Friday, 27 December 2013

The Christmas techie post - tipping my hat to Fedora.

And so today.

I'm presently downloading Fedora 20 (I was going to say somethingorother, but decided it wasn't too hard to look) ready for a wipe & install over Pear 8 for my Christmas break Linux fun. This is the Gnome 3 version for a change, since it's a long while since I've used Gnome.

Why replace Pear 8?

Well, it *looks* fabulous, but as it's become more apple-like, so some behaviours also have become unacceptably irritating, like placing application menu items on the top menubar, rather than at the top of the application window. Yes, Apple do this, and it's annoying in OSX as well, although at least with pear, when you close an application from it's window, you actually close it, rather than simply making the window disappear while leaving the app running, like with OSX.

And I'm still searching for my killer image-processing application.

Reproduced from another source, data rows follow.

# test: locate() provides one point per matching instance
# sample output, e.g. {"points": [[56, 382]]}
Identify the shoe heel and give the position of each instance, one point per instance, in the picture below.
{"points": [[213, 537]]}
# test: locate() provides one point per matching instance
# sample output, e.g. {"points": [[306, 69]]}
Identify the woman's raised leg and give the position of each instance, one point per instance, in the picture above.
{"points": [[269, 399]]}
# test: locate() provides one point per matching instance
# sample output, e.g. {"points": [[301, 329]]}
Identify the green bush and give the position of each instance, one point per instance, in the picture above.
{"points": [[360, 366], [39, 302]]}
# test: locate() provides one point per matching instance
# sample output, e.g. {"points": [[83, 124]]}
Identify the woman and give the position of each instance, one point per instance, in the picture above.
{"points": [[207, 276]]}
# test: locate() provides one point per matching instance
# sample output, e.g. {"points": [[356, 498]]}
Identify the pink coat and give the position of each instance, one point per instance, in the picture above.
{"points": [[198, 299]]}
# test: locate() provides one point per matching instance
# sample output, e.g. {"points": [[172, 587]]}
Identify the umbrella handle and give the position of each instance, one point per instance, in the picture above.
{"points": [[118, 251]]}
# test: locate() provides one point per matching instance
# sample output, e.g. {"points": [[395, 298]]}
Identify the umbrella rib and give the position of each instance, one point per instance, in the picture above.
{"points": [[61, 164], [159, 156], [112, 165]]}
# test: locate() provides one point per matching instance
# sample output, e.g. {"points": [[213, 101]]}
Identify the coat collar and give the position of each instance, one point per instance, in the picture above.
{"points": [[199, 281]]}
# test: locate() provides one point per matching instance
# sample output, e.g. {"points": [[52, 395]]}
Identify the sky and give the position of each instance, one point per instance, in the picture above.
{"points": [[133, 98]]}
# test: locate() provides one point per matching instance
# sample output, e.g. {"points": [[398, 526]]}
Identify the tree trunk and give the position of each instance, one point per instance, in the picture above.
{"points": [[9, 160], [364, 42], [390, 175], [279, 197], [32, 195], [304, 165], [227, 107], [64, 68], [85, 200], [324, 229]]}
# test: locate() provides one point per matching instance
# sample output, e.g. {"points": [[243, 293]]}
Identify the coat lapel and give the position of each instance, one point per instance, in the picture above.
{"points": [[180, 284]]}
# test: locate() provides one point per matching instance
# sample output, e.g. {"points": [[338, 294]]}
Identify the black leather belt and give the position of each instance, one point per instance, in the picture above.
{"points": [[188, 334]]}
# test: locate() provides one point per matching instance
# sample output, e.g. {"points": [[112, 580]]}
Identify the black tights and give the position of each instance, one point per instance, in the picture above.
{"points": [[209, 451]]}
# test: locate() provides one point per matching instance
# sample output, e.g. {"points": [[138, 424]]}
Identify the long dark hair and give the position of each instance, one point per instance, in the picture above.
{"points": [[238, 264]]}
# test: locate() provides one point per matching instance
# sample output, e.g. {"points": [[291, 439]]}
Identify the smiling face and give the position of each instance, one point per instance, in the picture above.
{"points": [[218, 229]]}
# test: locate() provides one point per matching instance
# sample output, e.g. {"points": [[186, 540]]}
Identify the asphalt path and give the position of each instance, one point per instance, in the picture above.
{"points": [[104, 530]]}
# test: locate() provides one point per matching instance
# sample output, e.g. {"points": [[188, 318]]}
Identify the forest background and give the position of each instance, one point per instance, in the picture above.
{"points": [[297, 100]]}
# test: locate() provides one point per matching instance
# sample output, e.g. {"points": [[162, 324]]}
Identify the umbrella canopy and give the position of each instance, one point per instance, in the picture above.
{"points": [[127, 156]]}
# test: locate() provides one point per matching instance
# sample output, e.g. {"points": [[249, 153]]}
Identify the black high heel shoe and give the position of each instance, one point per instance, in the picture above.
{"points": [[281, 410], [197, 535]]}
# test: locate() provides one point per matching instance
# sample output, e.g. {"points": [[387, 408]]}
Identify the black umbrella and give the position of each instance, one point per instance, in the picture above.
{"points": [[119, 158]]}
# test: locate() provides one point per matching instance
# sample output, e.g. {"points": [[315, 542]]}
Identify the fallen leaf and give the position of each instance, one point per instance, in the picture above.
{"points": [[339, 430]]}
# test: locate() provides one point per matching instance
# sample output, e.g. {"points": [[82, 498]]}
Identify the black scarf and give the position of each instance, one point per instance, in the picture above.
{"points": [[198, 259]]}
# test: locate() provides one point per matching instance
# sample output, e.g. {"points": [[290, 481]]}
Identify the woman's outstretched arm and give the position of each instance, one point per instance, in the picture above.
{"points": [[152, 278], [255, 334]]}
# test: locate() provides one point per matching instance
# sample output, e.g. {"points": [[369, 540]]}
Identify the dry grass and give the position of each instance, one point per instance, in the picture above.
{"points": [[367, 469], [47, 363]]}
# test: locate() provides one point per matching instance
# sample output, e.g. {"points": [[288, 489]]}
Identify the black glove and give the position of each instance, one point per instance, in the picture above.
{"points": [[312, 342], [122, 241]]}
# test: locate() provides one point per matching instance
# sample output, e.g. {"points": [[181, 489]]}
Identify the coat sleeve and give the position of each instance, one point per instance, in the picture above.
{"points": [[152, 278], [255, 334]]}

I've been using Cyberlink Photodirector 4 on the Macbook, mostly because it was a free download and was reputed to be a pretty close copy of Adobe Lightroom - judging by the videos it's an almost EXACT copy, and lightroom training videos are quite useful for PD too. Except that under the hood it's weak compared to lightroom, lacking some of the tools, botching others. On the Macbook doing anything demanding makes the fans start wailing as it tries to stay cool. On the XP build (4Gb ram, 2.5GHx core duo processor) it simply runs out of memory when you try to use content-aware replacement on a 20mp raw file.

There's other issues too, mostly due to the Sony alpha 58 camera being relatively recent, and although the OSX version copes OK, the XP version hasn't been updated to cope and displays all raw images with a strong magenta cast due to the software lacking information about colour gamut for this cameras output. This is also a problem for earlier versions of DigiKam and some other image processing software too, but it IS highly annoying.

The fix has been to download the latest (windows) version of Adobe camera raw software and convert the images to .dng (digital negative) format before processing further. Just another lump in workflow, but at least there is a solution. I'm seriously wondering about ponying up for lightroom, except that I don't really want to run it on the Macbook, but I also don't really want a Windows computer. This hardware isn't suitable to create a Hackintosh and whatever I do will require spending more money to create a suitable platform. At this stage I'm just not willing to do that, and will likely just muddle along for now with freeware.

Fedora has finished downloading.

Burt before I go, I'll mention Chris is getting her Christmas present tonight. Behave you, snickering away at the back. I'm taking her to see Cats in the New Theatre, Oxford.


Take a while but never smile at Mr. Crocodile
*edit*

And don't waste your time with Fedora 20 Gnome edition. If you're determined and interested I'm sure it could be OK, but it *feels* as restrictive as OSX, yet parts of it like the software management tool are unstable, and crash randomly. What looked impressive on a small screen doesn't scale well to the 1920:1200 monitor I've brought home from the office and there is a lack of flexibility and easy customisation in the interface that really should be there. Disappointed. I went to the trouble of installing non-free codecs (had to be done from the command line even though the repos can be added through firefox) and the XINE media player kept crashing on DVD playback. Elsewhere dialogue boxes would disappear under a blue blob on mouseover, often staying masked.

TBH it felt and behaved like an early beta. I've always wanted to use Fedora, and every time I've tried it things haven't worked out well. I'm slightly temped to try Mint KDE 16, but also quite strongly tempted to just reinstall Pear - probably 7, rather than 8 - and have done with it.